The dark glass began to glow. Strange whirring and clunking sounds issued from behind it. Letters began to appear:
TERMINAL 8 ACTIVE
The words gave rise in me to a strange feeling, or rather, not the words themselves but in the very act of seeing them. For as stagnant as this chamber, and as dark as the glass in which those letters glowed, there seemed to be in them the essence of hope itself, an awakening. A reawakening.
Perhaps a younger version of myself would have sought to unseat those panels from the wall, or attempted to reach the buzzing lights in the ceiling. But it simply felt unnecessary for me to be there any longer, I know of no other way to say it.
I went to step back and then was moved so by the full weight of reality itself. I found myself thrust back into the archives, where there was no longer any sign that the door had ever existed. Black scorch marks were visible on the floor and against the wall, but nothing had been damaged in the explosion save for one or two chairs that had already been beyond repair.
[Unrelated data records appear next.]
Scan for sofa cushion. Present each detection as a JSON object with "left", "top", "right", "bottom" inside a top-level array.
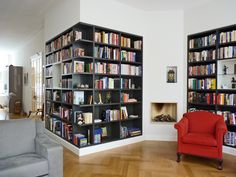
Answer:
[
  {"left": 0, "top": 153, "right": 48, "bottom": 177},
  {"left": 184, "top": 111, "right": 222, "bottom": 134},
  {"left": 0, "top": 119, "right": 36, "bottom": 158},
  {"left": 182, "top": 133, "right": 217, "bottom": 146}
]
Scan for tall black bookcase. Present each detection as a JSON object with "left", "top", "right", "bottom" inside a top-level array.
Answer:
[
  {"left": 44, "top": 22, "right": 143, "bottom": 148},
  {"left": 187, "top": 25, "right": 236, "bottom": 148}
]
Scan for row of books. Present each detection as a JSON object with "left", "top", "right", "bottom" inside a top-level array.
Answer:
[
  {"left": 217, "top": 93, "right": 236, "bottom": 106},
  {"left": 121, "top": 64, "right": 142, "bottom": 76},
  {"left": 74, "top": 111, "right": 93, "bottom": 125},
  {"left": 62, "top": 62, "right": 73, "bottom": 74},
  {"left": 120, "top": 36, "right": 131, "bottom": 48},
  {"left": 188, "top": 78, "right": 216, "bottom": 90},
  {"left": 121, "top": 50, "right": 136, "bottom": 62},
  {"left": 61, "top": 91, "right": 73, "bottom": 104},
  {"left": 218, "top": 46, "right": 236, "bottom": 58},
  {"left": 189, "top": 49, "right": 216, "bottom": 62},
  {"left": 45, "top": 66, "right": 53, "bottom": 77},
  {"left": 52, "top": 90, "right": 61, "bottom": 101},
  {"left": 61, "top": 78, "right": 72, "bottom": 88},
  {"left": 217, "top": 111, "right": 236, "bottom": 125},
  {"left": 95, "top": 62, "right": 120, "bottom": 74},
  {"left": 94, "top": 31, "right": 119, "bottom": 45},
  {"left": 224, "top": 131, "right": 236, "bottom": 146},
  {"left": 74, "top": 61, "right": 93, "bottom": 73},
  {"left": 45, "top": 30, "right": 82, "bottom": 53},
  {"left": 189, "top": 34, "right": 216, "bottom": 49},
  {"left": 220, "top": 30, "right": 236, "bottom": 44},
  {"left": 61, "top": 122, "right": 73, "bottom": 142},
  {"left": 46, "top": 51, "right": 61, "bottom": 65},
  {"left": 95, "top": 77, "right": 120, "bottom": 89},
  {"left": 94, "top": 46, "right": 120, "bottom": 60},
  {"left": 59, "top": 106, "right": 72, "bottom": 122},
  {"left": 188, "top": 63, "right": 216, "bottom": 76},
  {"left": 45, "top": 78, "right": 53, "bottom": 88},
  {"left": 188, "top": 92, "right": 216, "bottom": 104}
]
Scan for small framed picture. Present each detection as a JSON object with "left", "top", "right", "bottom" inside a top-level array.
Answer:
[{"left": 166, "top": 66, "right": 177, "bottom": 83}]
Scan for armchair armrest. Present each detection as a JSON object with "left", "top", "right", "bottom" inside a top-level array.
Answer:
[
  {"left": 174, "top": 117, "right": 189, "bottom": 137},
  {"left": 215, "top": 118, "right": 227, "bottom": 145},
  {"left": 35, "top": 134, "right": 63, "bottom": 177}
]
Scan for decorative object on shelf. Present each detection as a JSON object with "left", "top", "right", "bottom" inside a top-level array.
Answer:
[
  {"left": 223, "top": 65, "right": 229, "bottom": 75},
  {"left": 167, "top": 66, "right": 177, "bottom": 83},
  {"left": 231, "top": 77, "right": 236, "bottom": 88}
]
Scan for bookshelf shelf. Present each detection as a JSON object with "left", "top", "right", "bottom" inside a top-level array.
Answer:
[
  {"left": 187, "top": 25, "right": 236, "bottom": 148},
  {"left": 45, "top": 22, "right": 143, "bottom": 148}
]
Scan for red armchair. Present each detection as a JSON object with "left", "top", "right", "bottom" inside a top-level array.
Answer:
[{"left": 175, "top": 111, "right": 227, "bottom": 170}]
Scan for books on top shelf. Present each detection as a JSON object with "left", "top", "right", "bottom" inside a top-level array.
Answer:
[
  {"left": 120, "top": 36, "right": 131, "bottom": 48},
  {"left": 95, "top": 77, "right": 120, "bottom": 89},
  {"left": 188, "top": 78, "right": 216, "bottom": 90},
  {"left": 74, "top": 48, "right": 85, "bottom": 57},
  {"left": 189, "top": 34, "right": 216, "bottom": 49},
  {"left": 134, "top": 40, "right": 142, "bottom": 50},
  {"left": 73, "top": 91, "right": 84, "bottom": 105},
  {"left": 62, "top": 62, "right": 73, "bottom": 74},
  {"left": 188, "top": 63, "right": 216, "bottom": 76},
  {"left": 220, "top": 30, "right": 236, "bottom": 44},
  {"left": 94, "top": 46, "right": 120, "bottom": 60},
  {"left": 188, "top": 49, "right": 216, "bottom": 62},
  {"left": 217, "top": 93, "right": 236, "bottom": 106},
  {"left": 94, "top": 31, "right": 119, "bottom": 45},
  {"left": 121, "top": 64, "right": 142, "bottom": 76}
]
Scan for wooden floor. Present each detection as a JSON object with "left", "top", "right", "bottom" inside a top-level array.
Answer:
[{"left": 64, "top": 141, "right": 236, "bottom": 177}]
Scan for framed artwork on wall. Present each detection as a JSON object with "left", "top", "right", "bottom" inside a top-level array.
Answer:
[{"left": 166, "top": 66, "right": 177, "bottom": 83}]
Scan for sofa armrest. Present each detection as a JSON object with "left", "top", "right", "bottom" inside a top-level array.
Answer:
[
  {"left": 215, "top": 118, "right": 227, "bottom": 146},
  {"left": 174, "top": 117, "right": 189, "bottom": 137},
  {"left": 35, "top": 134, "right": 63, "bottom": 177}
]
And it is here that my story makes it’s rather unsatisfying conclusion. I have continued to work on my mirror machine and have begun designs for an improved winder-upper (new variables, it would seem, will need to be accounted for).
I think of the door less, though the strangeness of the entire circumstance left a strong enough impression on me that I felt the need to confess it, if only to you, Richard.
And it should seem strange to me that I feel no fear, nor dread, in relation to what I saw and did that day.
Somewhere, something has changed.
That excepting my love for you, old friend.